You got a little heart in your t

“I try my whole asss life”

“TRIED MY WHOLE ASS LIFE”

“To live and be good”

What does it mean to try your whole ass life, I think to myself. Dancing in the black light. Be myself . Ghost like, “Didn’t want my body no more”. They leave the stage, but you know there is more to learn. Light pulses, Smoke rises. They reappear as sequined stars. New weave on fleek and the center of the room in a bodysuit. I remember to look back and check on the black baby doll. As the person holding them, is directly behind me. I ask myself, Who remembers? What do we pay attention to? Who else is thinking about little black kids and our well being? Entertaining. Piano Playing. High Drama. The diva. Exaggerated. “What they want?” Close to death? “Everyday we get closer to being a ghost”. The audience laughs. I wonder if they listening tho? They say, “you made me into an entertainer. A clown.
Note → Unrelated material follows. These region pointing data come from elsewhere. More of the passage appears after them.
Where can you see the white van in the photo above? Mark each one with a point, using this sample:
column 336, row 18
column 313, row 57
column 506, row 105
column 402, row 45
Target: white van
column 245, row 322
A happy meal” Then put on blonde, white gurl mask with a blow up doll open mouth. Nappy blonde hair. Backwards. The previous Afro wig fills out white girl face. Walking up the aisle through the audience. Close enough to touch. Dancing for us. I recognize the music from Jason Friday the 13th soundtrack. Compiled. accumulated. Wrestling on the floor. A pile of white bodies and synthetic hair, They are In the spotlight, now. White theology. How do you actualize the reality of a world where whiteness is no longer an essential? This stick with me. Blowing up another condom. We are prepared now. Waiting for the pop! “I tried my wholes best tonight”.